El post invitado de esta semana es Pedro López, conocedor como pocos de la imagen pública de los políticos en Bruselas, de las entrañas de los partidos y también de lo que se gesta en las alcantarillas del Parlamento Europeo. Ha estado a los dos lados de la barrera, primero como corresponsal de EFE durante doce años y ahora lleva más de ocho a cargo de la comunicación de los eurodiputados españoles del PP. Un hombre de peso dentro del partido conservador europeo y una voz más que escuchada entre los diputados.

[Pedro López]

España se prepara para presidir la Unión Europea, por cuarta vez desde su adhesión. A tres meses de la cita poco o nada sabemos de las intenciones o de las aspiraciones que el Gobierno tiene o de lo que quiere obtener en ese período, ya sea para España o para el conjunto de la UE. De momento, sólo se conoce la foto que el presidente del Gobierno planea hacerse con Barack Obama la próxima primavera en Madrid para dejar constancia en imagen del anunciado “acontecimiento planetario” que anunciaron sus corifeos. Espero que en esta ocasión la instantánea resulte más lucida y genere menos polémica que la última.

En los seis meses de presidencia de la UE poco se puede hacer si no se han preparado con mucha antelación los temas que se quiere sacar adelante. Países como Francia y Alemania resuelven durante su semestre los temas que tocan, por calendario, pero lanzan con antelación otros para que estén a punto de caramelo y se puedan aprobar cuando ejercen la presidencia. De España poco sabemos de lo que toca y menos aún de los temas que ha preparado para aprobar en sus seis meses al frente del tinglado comunitario. Lo peor es que el escenario europeo tampoco va a servir de trampolín para grandes saltos.

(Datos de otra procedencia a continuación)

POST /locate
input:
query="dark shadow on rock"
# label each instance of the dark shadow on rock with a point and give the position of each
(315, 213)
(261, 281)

Por el lado ideológico, pocos correligionarios podrán echar una mano a Rodríguez Zapatero para sacar brillo a su presidencia. El socialismo está en crisis total en los grandes países de la UE y aunque pueda ganar un socio en Grecia el próximo fin de semana probablemente perderá otro de mucho más peso en abril, cuando los británicos dicten en las urnas el próximo abril la orden de desahucio del laborista Gordon Brown del 10, Downing Street.

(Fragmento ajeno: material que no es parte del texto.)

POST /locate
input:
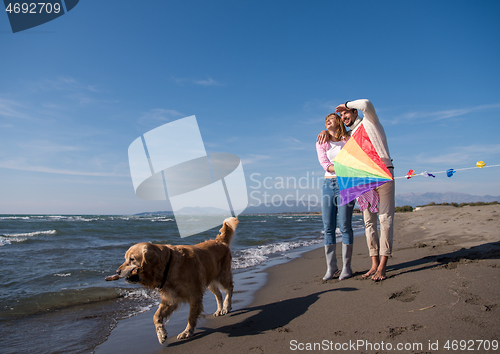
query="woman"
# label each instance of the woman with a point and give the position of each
(330, 200)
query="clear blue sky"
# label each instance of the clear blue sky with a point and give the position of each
(260, 76)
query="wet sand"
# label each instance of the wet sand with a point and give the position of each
(442, 288)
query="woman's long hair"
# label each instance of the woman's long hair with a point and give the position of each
(341, 132)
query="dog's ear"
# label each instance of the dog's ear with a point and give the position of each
(144, 255)
(149, 254)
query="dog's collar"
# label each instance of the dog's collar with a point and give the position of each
(165, 273)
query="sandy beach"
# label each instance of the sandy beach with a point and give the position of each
(441, 295)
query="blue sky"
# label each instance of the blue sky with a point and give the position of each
(260, 77)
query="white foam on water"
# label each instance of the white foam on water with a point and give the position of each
(7, 239)
(253, 256)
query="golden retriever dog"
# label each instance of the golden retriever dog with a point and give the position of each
(182, 274)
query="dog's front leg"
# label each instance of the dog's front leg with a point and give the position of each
(218, 297)
(195, 308)
(164, 311)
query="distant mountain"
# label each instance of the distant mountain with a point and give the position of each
(415, 199)
(412, 199)
(282, 208)
(148, 213)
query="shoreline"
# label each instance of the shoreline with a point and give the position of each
(442, 285)
(247, 282)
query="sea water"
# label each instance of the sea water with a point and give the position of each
(53, 296)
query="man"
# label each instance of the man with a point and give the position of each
(380, 248)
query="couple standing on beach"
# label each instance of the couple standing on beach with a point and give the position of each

Por el lado de los grandes asuntos políticos que preocupan a los ciudadanos tampoco habrá mucho que rascar. La lucha contra el cambio climático se cerrará en diciembre en Copenhague o quedará aplazada bastantes meses más. El relanzamiento de las negociaciones de la ronda de Doha para renovar las normas del comercio mundial sigue congelado y hay pocos visos de que vaya a resucitar de forma repentina. La inmigración legal e ilegal provoca peleas y pone de manifiesto que a la hora de la verdad, la solidaridad entre los socios europeos en este asunto va poco más allá de que cada palo aguante su vela. La reforma del sistema financiero mundial emprendida por el G-20 comienza a desprender un tufo de ser una gran declaración de intenciones que los hechos se encargan de desmentir y como muestra, el botón de la pensión del directivo bancario español que hoy publica la prensa. El paro y la recesión económica no pueden ser una prioridad ni siquiera de dos tardes, porque España encabeza la tabla de cifras negativas de la UE.

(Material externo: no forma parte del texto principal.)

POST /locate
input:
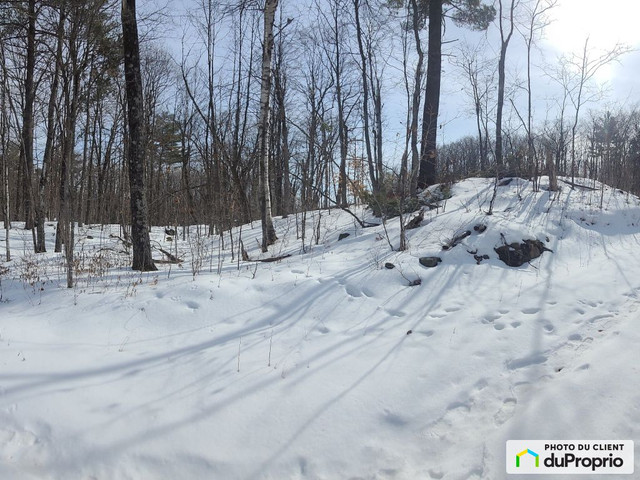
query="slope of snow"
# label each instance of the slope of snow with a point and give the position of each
(325, 364)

Para mayor escarnio, también es posible que nada se pueda rascar del lado institucional porque el Tratado de Lisboa puede seguir en el próximo semestre en el limbo de los justos. A la buena noticia de que el próximo viernes vencerá el “sí” al Tratado de Lisboa, según apuntan los sondeos, acaban de echar una palada de tierra los correveidiles del presidente checo. Vlaclav Klaus, presentando un recurso ante su Tribunal Constitucional en un intento desesperado de retrasar la ratificación de un texto que muchos consideran ya gafado.

¿Qué queda para la presidencia española? El tiempo lo dirá, pero es posible que el desafortunado movimiento de Klaus al final ofrezca una excelente doble coartada para que Rodríguez Zapatero dé esplendor a su presidencia. Que mejor objetivo ante la opinión pública que enarbolar la bandera del europeísmo frente al perverso euroescéptico, negacionista confeso del cambio climático, cuyo editor en España no es otro que el malvado Aznar…Y como no hay mal que cien años dure, de paso aprovecho que no entra en vigor a tiempo un Tratado que creará un presidente del Consejo Europeo y un Alto Representante de Política Exterior que me pueden hacer sombra en la foto con Obama. En cualquier caso, “se non è vero, è ben trovatto”.